It will come as no surprise to those who read the Deseret News that I am a steadfast supporter of Utah’s party-driven caucus system for nominating political candidates. The caucus system, while cumbersome and inconvenient at times, has served Utah well for decades, allowing locally elected party delegates, selected by you and your neighbors, to participate directly in the vetting of candidates for political office. I ascribe, as do others, much of Utah’s political and economic success to our unique caucus system. It is no accident that Utah is the best-managed state in the nation and the best place to do business.
Over the past year, I have been deeply concerned about the Count My Vote initiative. Originally, it was touted as an alternate path to the primary ballot, its proponents attesting that their motivation in putting forward the initiative was not to destroy the existing system, but to prod Utah’s political parties to make reasonable changes to the caucus system to encourage greater citizen participation in the political process.
Unfortunately, after negotiations between Count My Vote leaders and the political parties broke down last fall, the organizers of Count My Vote chose to proceed with an initiative that eviscerates the caucus system, removes political parties from the nominating process altogether, and mandates a direct primary election instead. This is a disastrous bait and switch that could cause lasting damage to Utah’s political institutions.
It is now up to the Legislature, the state’s pre-eminent lawmaking body, to intervene. Gratefully, with Sen. Curt Bramble’s (R-Provo) Senate Bill 54 — Elections Amendments, it is doing just that. In my opinion, SB54 strikes an important, albeit delicate, balance between the originally stated concerns of the Count My Vote proponents and the interests of our political parties.
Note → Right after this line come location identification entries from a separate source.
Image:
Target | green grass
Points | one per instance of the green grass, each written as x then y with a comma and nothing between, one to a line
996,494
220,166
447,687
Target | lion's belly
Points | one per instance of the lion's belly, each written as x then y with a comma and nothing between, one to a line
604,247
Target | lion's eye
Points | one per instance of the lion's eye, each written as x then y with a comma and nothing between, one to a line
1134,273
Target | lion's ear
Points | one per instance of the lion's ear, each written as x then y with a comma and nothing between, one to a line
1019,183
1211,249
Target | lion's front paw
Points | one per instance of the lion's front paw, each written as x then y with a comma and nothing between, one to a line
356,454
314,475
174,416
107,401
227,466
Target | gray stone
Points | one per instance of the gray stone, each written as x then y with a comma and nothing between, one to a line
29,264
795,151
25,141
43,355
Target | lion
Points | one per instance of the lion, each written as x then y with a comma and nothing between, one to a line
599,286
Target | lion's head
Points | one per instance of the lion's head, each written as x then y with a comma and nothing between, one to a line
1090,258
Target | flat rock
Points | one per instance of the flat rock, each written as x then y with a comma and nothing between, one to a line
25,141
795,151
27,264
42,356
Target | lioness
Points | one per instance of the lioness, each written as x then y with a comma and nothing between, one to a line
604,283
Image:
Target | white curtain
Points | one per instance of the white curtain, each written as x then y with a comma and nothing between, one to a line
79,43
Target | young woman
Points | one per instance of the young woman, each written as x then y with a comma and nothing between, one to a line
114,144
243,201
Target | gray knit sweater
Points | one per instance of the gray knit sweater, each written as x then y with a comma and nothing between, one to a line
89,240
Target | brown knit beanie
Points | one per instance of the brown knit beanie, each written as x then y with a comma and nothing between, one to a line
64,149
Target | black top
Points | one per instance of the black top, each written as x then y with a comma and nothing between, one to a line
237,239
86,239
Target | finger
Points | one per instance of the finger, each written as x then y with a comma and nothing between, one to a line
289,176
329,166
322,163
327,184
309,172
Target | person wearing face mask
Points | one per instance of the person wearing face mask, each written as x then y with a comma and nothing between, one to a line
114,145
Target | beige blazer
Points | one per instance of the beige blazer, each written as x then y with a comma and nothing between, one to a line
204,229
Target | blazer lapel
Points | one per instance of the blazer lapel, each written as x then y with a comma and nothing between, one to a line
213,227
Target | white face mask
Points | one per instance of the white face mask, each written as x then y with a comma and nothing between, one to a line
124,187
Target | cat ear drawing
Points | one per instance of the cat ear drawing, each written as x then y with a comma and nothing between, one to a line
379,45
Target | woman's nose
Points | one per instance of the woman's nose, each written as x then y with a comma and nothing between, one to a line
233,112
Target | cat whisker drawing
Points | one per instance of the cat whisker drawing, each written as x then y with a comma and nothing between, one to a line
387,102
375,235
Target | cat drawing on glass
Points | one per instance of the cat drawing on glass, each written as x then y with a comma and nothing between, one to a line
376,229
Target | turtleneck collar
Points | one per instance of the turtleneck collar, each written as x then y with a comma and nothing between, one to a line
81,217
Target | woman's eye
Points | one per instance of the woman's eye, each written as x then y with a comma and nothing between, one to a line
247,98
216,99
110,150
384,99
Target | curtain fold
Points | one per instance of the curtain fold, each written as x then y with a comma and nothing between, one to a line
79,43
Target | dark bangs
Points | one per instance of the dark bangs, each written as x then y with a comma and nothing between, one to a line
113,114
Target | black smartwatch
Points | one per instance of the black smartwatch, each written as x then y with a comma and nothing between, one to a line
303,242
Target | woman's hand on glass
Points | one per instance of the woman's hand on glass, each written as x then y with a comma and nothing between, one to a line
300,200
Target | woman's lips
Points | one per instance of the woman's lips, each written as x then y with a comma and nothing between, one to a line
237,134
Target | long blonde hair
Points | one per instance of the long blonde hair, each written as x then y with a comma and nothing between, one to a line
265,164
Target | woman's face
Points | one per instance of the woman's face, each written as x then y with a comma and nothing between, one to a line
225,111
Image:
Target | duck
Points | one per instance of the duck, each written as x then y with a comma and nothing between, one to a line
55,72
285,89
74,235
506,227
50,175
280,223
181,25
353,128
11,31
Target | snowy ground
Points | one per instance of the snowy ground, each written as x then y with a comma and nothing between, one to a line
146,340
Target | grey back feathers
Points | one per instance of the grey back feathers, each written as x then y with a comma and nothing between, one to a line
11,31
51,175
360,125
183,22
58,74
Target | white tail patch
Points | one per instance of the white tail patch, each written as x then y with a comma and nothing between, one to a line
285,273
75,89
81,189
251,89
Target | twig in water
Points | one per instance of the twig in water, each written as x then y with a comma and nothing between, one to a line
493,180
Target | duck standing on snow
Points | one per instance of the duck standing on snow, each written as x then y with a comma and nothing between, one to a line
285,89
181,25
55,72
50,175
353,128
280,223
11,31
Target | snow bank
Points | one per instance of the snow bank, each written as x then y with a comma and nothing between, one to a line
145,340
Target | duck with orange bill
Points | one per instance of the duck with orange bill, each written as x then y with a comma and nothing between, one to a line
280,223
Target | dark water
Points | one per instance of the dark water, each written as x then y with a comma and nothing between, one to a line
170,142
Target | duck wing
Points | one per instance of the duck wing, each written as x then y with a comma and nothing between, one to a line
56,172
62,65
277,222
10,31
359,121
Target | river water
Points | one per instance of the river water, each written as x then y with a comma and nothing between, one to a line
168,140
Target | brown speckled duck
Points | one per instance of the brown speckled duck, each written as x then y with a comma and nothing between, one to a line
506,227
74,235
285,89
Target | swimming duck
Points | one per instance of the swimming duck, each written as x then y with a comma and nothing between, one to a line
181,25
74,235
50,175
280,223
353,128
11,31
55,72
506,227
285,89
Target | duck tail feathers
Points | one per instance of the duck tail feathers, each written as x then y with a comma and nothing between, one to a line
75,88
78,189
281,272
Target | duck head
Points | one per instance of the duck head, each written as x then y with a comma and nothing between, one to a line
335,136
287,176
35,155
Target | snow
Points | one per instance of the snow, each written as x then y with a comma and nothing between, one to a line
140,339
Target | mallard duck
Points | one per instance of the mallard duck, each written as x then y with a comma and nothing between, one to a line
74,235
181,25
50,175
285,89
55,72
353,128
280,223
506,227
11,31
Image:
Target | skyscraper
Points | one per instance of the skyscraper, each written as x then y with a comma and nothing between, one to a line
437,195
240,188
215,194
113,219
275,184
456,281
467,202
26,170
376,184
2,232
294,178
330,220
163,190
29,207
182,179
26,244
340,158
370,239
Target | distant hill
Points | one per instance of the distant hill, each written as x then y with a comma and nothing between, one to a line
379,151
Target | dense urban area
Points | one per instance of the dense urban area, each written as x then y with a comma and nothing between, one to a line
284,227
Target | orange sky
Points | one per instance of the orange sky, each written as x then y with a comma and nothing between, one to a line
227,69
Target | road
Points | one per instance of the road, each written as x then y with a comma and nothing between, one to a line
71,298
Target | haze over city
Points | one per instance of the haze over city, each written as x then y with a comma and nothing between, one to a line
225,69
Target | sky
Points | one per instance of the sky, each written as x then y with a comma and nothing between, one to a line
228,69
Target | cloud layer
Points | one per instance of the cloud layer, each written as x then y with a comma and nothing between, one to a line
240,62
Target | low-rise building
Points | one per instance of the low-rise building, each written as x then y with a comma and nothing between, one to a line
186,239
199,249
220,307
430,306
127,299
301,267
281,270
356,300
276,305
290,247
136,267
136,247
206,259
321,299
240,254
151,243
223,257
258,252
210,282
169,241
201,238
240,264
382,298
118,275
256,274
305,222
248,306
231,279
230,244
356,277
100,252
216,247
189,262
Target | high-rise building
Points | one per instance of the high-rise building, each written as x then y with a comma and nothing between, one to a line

First and foremost, SB54 codifies, word for word, the existing language of the Count My Vote initiative into Utah law, demonstrating a clear presumption that increased citizen participation in the political process is a worthy objective. Should SB54 pass and the political parties choose not to make accommodations for enhanced citizen participation in the caucus system, then the Count My Vote language will become the governing law, and Utah will have direct primaries.
That said, SB54 exempts political parties from the Count My Vote language if they (1) allow party members to vote remotely or by absentee ballot for neighborhood delegates, (2) provide a procedure to designate an alternate delegate should a delegate be unable to attend a party convention, (3) establish a 65 percent minimum delegate vote threshold to avoid a primary election, and (4) permit unaffiliated voters to vote for its candidates in a primary election. Should a political party choose to meet all of the above requirements — concessions that the Count My Vote proponents sought last fall — then the political party is designated as a “qualified” political party and is protected from the Count My Vote language.
On Friday of last week, SB54 passed unanimously out of the Senate Business and Labor Standing Committee, demonstrating tremendous bipartisan support. I, along with several others, testified in favor of the bill. I anticipate that in the coming days SB54 will receive veto-proof majorities in the Senate and the House and will be signed by the governor. Afterwards, Utah’s major political parties will undoubtedly adopt the new participation thresholds, and the caucus system will be preserved.
While proponents of Count My Vote are crying foul over Sen. Bramble’s SB54, public policy issues are, and always have been, the prerogative of the Legislature. SB54 is a reasonable compromise that will lead to greater political participation.